Hurting wishes

I should not be wishing for you to be mine. I know. But when I am with you I don’t feel alone, being with you cures me and I feel happy. Can I not be selfish?

I have always been drawn towards you, from the day I first saw you. That innocence, that smile, had me captivated. I was wishing, if only I could make you mine right then and there. From then on, I have maintained my distance because I feared this wish would become what it has become, a crush. I can feel me holding you though I never have. I can feel your lips on mine, wish it would become the reality. I blame you. You shouldn’t have taken those steps towards me.

I always knew that you and I are worlds apart in every way. I want to tell you what my world is like but you are a private person and so am I. I don’t want to throw myself at you when I can clearly see you holding yourself back. I wonder what your expectations were out of me. I wonder what you thought of me then and what has changed now. I never said no to you. I still can’t. But I can feel the distance increasing between us these days, it’s like you are taking your steps back and I am walking towards you. Should I stop? I should. I need to. But I don’t want to. Why do I feel like this is what you want? I see that but when I see your smile, I don’t want to let you have what I think you want. I wonder if it is you or the puppeteers. But that does not matter, you are an adult and your actions are your decisions.

But my wishes still remain, to hold you, to care for you, to feed you, to make you feel my love. Sad fact is, that is not possible. I thought I saw something in your eyes, I thought you felt something for me. May be you did, but you are loosing it for reasons I do not know. I think I was wrong, mistook things for what they weren’t. I think everything was drawn up in my head, I think everything was a wishful thinking. And now I am hurting.

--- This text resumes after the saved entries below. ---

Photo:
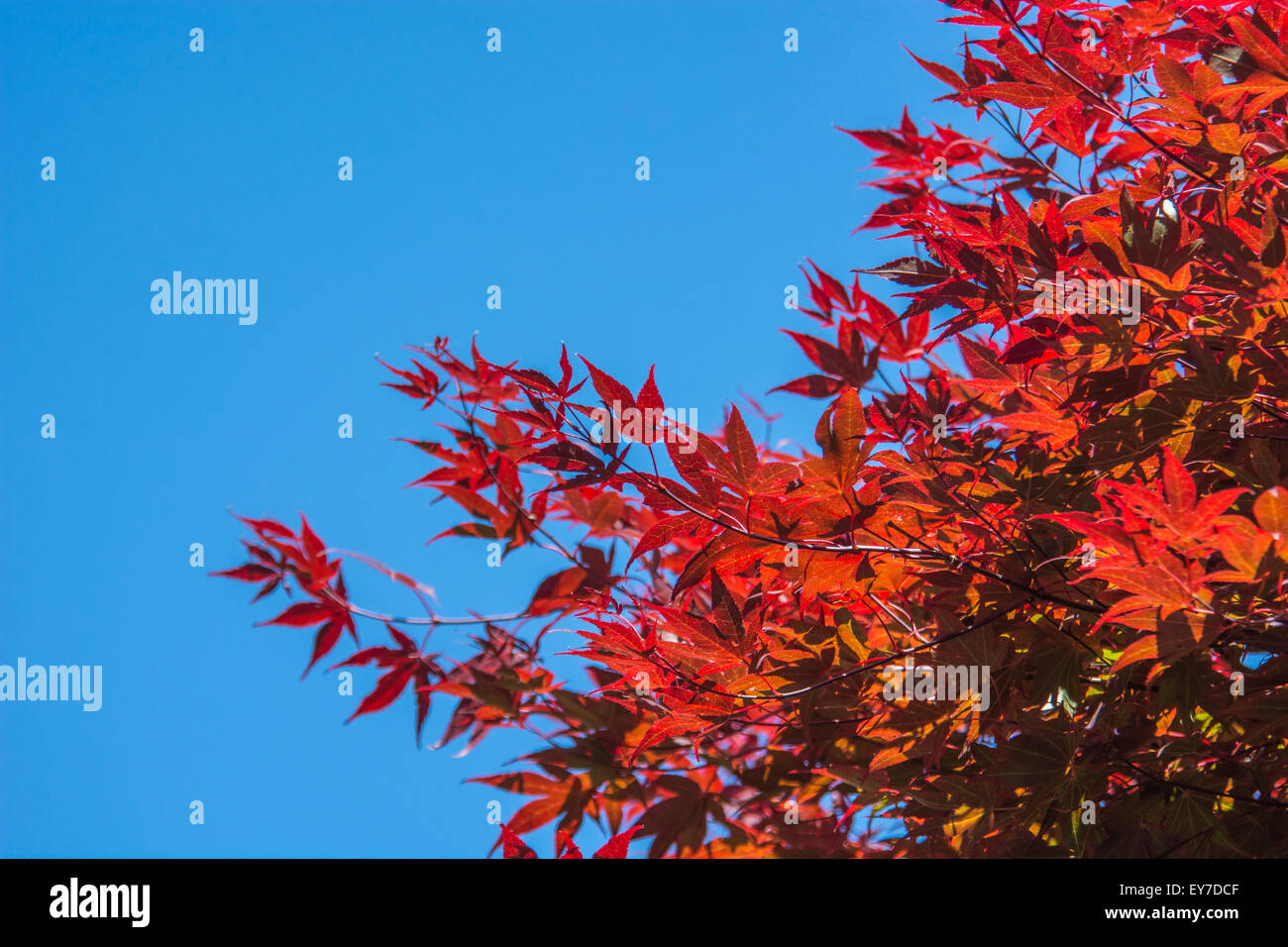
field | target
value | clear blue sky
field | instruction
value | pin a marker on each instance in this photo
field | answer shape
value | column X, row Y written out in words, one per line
column 471, row 169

The important facts are I will get over this hurt, I have accepted that we will never be a reality, I have accepted that we hail from two different worlds and we are not meant to be. I wish you the world, may you find all the happiness, peace and your heart’s greatest desires. Cheers!

A hard thing to do

One of the hardest thing to do is undoubtedly to let go of people and others things in life which meant alot for you at one point or the other. Its like trying to cut off a part of you but then you do it not because you want to, you just do it because its a part of moving of on, growing up. And its always better with less baggage.